Was looking at this thread earlier and noticed the recent delivery statement, on their website, that orders received before 1pm will be sent out next day! That's gotta be a good thing. Ordered my new viv tonight so guess it will be here friday.


----------



## MP reptiles (Dec 30, 2010)

weemanelite said:


> Was looking at this thread earlier and noticed the recent delivery statement, on their website, that orders received before 1pm will be sent out next day! That's gotta be a good thing. Ordered my new viv tonight so guess it will be here friday.

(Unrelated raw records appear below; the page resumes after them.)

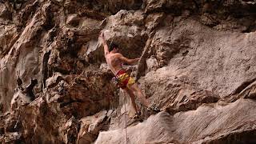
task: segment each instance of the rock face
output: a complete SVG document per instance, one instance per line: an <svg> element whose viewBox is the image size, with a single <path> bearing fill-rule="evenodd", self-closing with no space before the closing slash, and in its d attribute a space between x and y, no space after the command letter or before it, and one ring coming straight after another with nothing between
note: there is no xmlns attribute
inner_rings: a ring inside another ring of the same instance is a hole
<svg viewBox="0 0 256 144"><path fill-rule="evenodd" d="M0 1L1 143L255 143L255 4ZM162 112L134 122L102 30Z"/></svg>

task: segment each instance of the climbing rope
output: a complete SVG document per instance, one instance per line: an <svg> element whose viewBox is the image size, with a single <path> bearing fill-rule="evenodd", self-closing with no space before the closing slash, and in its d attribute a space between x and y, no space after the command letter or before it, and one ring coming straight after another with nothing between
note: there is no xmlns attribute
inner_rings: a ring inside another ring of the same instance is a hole
<svg viewBox="0 0 256 144"><path fill-rule="evenodd" d="M127 120L126 120L126 97L125 98L125 119L126 119L126 142L128 143L128 134L127 134Z"/></svg>

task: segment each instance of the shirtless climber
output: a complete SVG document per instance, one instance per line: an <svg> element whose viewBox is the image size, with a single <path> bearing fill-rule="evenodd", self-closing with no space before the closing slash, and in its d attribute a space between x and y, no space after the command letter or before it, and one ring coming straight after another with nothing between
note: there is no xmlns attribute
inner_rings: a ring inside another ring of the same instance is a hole
<svg viewBox="0 0 256 144"><path fill-rule="evenodd" d="M134 79L130 77L126 70L122 67L122 63L133 65L137 63L139 58L128 59L125 58L118 53L118 46L113 43L111 43L109 49L104 37L104 32L101 33L99 38L102 39L104 46L106 63L112 73L115 75L113 79L116 82L117 86L124 90L131 98L132 106L136 111L134 118L138 118L140 115L140 112L138 110L135 103L135 95L138 96L142 103L147 108L147 110L158 112L159 110L158 108L150 107L149 102L146 100L145 94L142 92Z"/></svg>

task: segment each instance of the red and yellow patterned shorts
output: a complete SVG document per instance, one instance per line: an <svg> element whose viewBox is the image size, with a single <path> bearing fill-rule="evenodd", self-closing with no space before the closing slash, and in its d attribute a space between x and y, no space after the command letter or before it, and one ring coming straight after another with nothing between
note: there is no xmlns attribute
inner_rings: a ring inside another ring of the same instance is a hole
<svg viewBox="0 0 256 144"><path fill-rule="evenodd" d="M122 89L129 88L130 86L135 83L134 78L130 77L125 70L119 70L116 76L113 78L113 81Z"/></svg>

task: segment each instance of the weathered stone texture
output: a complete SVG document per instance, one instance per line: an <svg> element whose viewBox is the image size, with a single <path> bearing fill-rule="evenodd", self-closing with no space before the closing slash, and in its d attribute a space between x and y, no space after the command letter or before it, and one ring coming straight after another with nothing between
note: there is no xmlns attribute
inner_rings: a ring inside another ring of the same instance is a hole
<svg viewBox="0 0 256 144"><path fill-rule="evenodd" d="M1 143L255 143L256 2L0 1ZM132 118L103 47L138 65Z"/></svg>

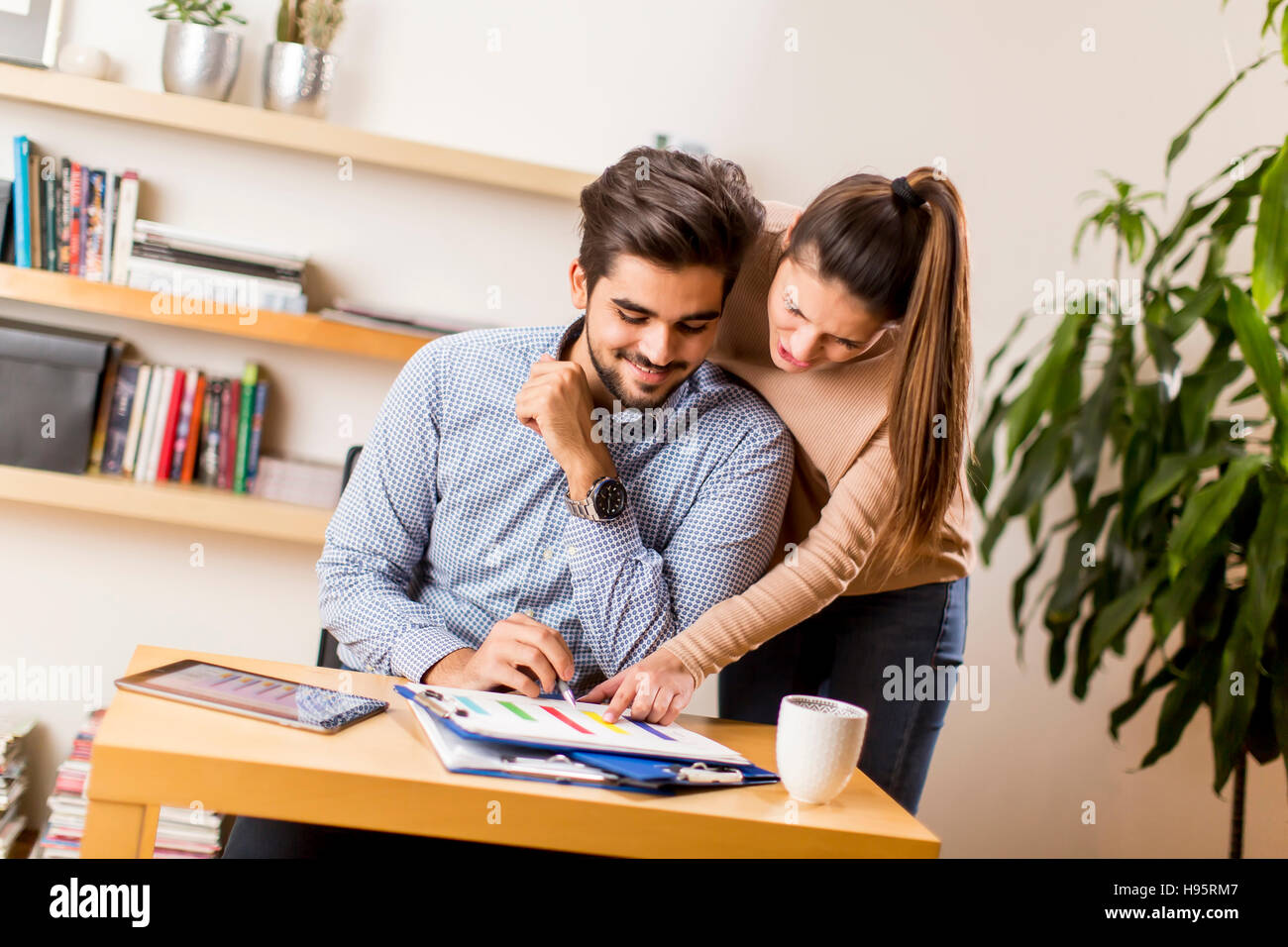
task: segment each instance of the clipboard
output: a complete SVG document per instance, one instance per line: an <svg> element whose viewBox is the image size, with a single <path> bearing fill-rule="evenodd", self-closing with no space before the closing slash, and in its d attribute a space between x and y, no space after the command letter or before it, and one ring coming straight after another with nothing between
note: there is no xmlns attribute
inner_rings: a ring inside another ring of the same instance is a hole
<svg viewBox="0 0 1288 947"><path fill-rule="evenodd" d="M752 763L650 758L574 747L513 743L465 731L450 705L424 700L402 684L394 688L412 706L439 760L450 772L565 785L666 794L687 787L728 787L778 782ZM442 693L440 691L437 693ZM437 705L437 706L435 706Z"/></svg>

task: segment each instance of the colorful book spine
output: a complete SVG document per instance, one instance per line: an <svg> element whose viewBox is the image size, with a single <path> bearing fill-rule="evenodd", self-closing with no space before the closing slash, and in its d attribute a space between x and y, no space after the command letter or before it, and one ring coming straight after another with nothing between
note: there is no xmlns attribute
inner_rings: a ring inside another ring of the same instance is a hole
<svg viewBox="0 0 1288 947"><path fill-rule="evenodd" d="M246 362L242 371L242 398L237 411L237 457L233 463L233 492L246 492L246 457L250 447L250 420L255 414L255 383L259 380L259 366Z"/></svg>
<svg viewBox="0 0 1288 947"><path fill-rule="evenodd" d="M174 459L174 437L179 429L179 411L183 405L187 375L188 372L183 368L175 368L174 380L170 383L170 401L166 403L165 424L161 426L161 443L157 448L156 479L162 483L170 479L170 463Z"/></svg>
<svg viewBox="0 0 1288 947"><path fill-rule="evenodd" d="M268 407L268 380L260 379L255 385L255 414L250 421L250 448L246 457L246 492L255 490L255 477L259 474L259 443L264 430L264 408Z"/></svg>
<svg viewBox="0 0 1288 947"><path fill-rule="evenodd" d="M81 229L84 227L82 215L85 213L85 169L72 161L72 204L70 207L71 223L67 232L68 272L72 276L81 274Z"/></svg>
<svg viewBox="0 0 1288 947"><path fill-rule="evenodd" d="M192 483L192 472L197 466L197 455L201 454L201 438L206 433L206 374L197 372L197 388L192 394L192 425L188 429L188 443L184 448L183 470L179 475L180 483Z"/></svg>
<svg viewBox="0 0 1288 947"><path fill-rule="evenodd" d="M58 272L71 272L72 241L72 162L63 158L58 169Z"/></svg>
<svg viewBox="0 0 1288 947"><path fill-rule="evenodd" d="M31 142L13 139L13 237L14 265L31 267Z"/></svg>
<svg viewBox="0 0 1288 947"><path fill-rule="evenodd" d="M222 490L233 486L233 459L237 456L237 408L241 394L241 383L237 379L228 379L223 390L223 405L220 406L219 432L219 483Z"/></svg>
<svg viewBox="0 0 1288 947"><path fill-rule="evenodd" d="M189 368L183 381L183 396L179 401L179 424L174 429L174 452L170 456L170 470L166 479L179 482L183 477L183 455L188 451L188 433L192 429L192 396L197 392L197 370Z"/></svg>
<svg viewBox="0 0 1288 947"><path fill-rule="evenodd" d="M103 280L103 205L107 201L107 174L89 171L89 189L85 192L85 278Z"/></svg>

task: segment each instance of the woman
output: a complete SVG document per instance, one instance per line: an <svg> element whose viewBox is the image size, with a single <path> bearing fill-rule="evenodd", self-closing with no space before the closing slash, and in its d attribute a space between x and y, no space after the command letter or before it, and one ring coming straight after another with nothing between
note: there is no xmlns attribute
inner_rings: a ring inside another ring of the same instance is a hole
<svg viewBox="0 0 1288 947"><path fill-rule="evenodd" d="M796 437L782 558L585 700L671 723L725 669L721 716L775 723L788 693L857 703L859 768L916 813L974 564L969 269L957 189L929 167L853 175L804 213L766 204L710 359Z"/></svg>

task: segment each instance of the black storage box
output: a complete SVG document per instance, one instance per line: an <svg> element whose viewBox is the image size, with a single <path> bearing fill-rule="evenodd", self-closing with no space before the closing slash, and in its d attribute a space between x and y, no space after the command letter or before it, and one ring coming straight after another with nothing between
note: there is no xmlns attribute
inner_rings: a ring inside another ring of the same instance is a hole
<svg viewBox="0 0 1288 947"><path fill-rule="evenodd" d="M0 318L0 464L85 473L113 340Z"/></svg>

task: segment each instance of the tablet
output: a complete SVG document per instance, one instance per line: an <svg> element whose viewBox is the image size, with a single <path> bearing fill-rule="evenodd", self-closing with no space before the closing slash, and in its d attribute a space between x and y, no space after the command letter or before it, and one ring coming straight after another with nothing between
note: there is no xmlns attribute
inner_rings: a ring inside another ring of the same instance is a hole
<svg viewBox="0 0 1288 947"><path fill-rule="evenodd" d="M335 733L388 710L385 701L205 661L175 661L121 678L122 691L166 697L287 727Z"/></svg>

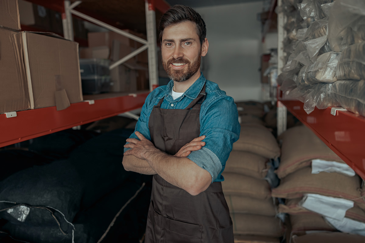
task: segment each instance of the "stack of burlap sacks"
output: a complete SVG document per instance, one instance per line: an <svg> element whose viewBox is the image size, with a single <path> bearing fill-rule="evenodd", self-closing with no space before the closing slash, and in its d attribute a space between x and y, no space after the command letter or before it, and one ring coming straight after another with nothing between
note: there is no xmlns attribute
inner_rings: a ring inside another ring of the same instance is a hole
<svg viewBox="0 0 365 243"><path fill-rule="evenodd" d="M275 130L277 128L277 107L270 101L262 103L250 101L236 102L240 123L242 126L263 125ZM300 122L288 111L287 115L288 128L300 124Z"/></svg>
<svg viewBox="0 0 365 243"><path fill-rule="evenodd" d="M285 204L279 204L278 211L289 215L289 222L287 223L291 232L288 235L287 242L365 242L364 236L344 233L301 236L308 231L345 230L343 226L351 220L356 222L351 221L351 223L360 226L360 228L363 227L364 230L348 229L346 232L365 234L365 190L363 188L362 193L362 180L354 172L353 176L337 172L312 173L314 160L335 161L341 163L340 165L347 165L308 128L304 126L293 128L283 133L279 139L282 140L281 156L276 172L281 180L277 187L272 189L272 195L285 200ZM335 168L331 169L333 171L338 171ZM330 217L324 218L323 214L301 207L303 197L308 194L347 199L353 201L354 206L346 212L344 219L335 222L333 225L328 223L334 223L334 220ZM342 226L339 226L341 224Z"/></svg>
<svg viewBox="0 0 365 243"><path fill-rule="evenodd" d="M271 132L258 123L242 124L240 138L233 144L223 175L236 243L278 243L284 232L265 180L269 159L277 158L280 149Z"/></svg>

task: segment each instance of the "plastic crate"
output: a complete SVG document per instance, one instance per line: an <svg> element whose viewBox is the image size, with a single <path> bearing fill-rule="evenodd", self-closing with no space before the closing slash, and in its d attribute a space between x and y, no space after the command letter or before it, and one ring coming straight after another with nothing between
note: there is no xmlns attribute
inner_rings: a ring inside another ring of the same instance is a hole
<svg viewBox="0 0 365 243"><path fill-rule="evenodd" d="M109 92L110 76L91 75L81 77L82 94L95 94Z"/></svg>
<svg viewBox="0 0 365 243"><path fill-rule="evenodd" d="M80 72L81 76L110 75L110 60L107 59L80 59Z"/></svg>

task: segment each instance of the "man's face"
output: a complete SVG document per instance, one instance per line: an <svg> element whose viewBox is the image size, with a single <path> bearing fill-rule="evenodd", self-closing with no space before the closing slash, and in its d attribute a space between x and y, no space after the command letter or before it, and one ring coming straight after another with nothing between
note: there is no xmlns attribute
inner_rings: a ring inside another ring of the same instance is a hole
<svg viewBox="0 0 365 243"><path fill-rule="evenodd" d="M161 49L164 68L174 81L187 80L200 70L201 46L193 22L165 28Z"/></svg>

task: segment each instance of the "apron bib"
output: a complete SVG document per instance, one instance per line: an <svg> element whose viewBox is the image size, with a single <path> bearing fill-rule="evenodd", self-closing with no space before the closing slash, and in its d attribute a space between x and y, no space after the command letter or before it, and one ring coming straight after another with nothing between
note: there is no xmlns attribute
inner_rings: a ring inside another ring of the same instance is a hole
<svg viewBox="0 0 365 243"><path fill-rule="evenodd" d="M199 136L200 106L205 95L204 84L185 109L161 109L163 98L154 107L148 125L156 148L174 155ZM233 242L232 220L220 182L213 183L193 196L154 175L145 243Z"/></svg>

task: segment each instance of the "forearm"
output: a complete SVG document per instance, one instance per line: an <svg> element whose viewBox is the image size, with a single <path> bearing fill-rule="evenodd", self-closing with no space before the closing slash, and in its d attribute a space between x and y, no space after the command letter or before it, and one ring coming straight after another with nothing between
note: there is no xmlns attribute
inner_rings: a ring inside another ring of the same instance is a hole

 not guaranteed i have had two very good experiences with them where it came within two days but 1 experience took 10 days


----------



## petman99 (Aug 22, 2010)

MP reptiles said:


> not guaranteed i have had two very good experiences with them where it came within two days but 1 experience took 10 days


Thats why we have changed things and within a few weeks the website will be stocked controlled so that should help even more.


----------



## weemanelite (Jul 28, 2010)

MP reptiles said:


> not guaranteed i have had two very good experiences with them where it came within two days but 1 experience took 10 days


I'll let you all know how I get on. Cheers for the heads up tho


----------



## weemanelite (Jul 28, 2010)

weemanelite said:


> I'll let you all know how I get on. Cheers for the heads up tho


Well the new viv turned up today as stated so well pleased thank you Surrey Pets


----------



## petman99 (Aug 22, 2010)

weemanelite said:


> Well the new viv turned up today as stated so well pleased thank you Surrey Pets


You are very welcome.


----------



## Genseric (Oct 7, 2007)

I'm thinking about ordering one to be sent here.. Are the vivexotic vivs any good?


----------



## petman99 (Aug 22, 2010)

Genseric said:


> I'm thinking about ordering one to be sent here.. Are the vivexotic vivs any good?


I would say for the money yes they are.
We have over 70 setup at our retail store and no problems.


----------



## Malymaz (Oct 11, 2010)

petman99 said:


> I would say for the money yes they are.
> We have over 70 setup at our retail store and no problems.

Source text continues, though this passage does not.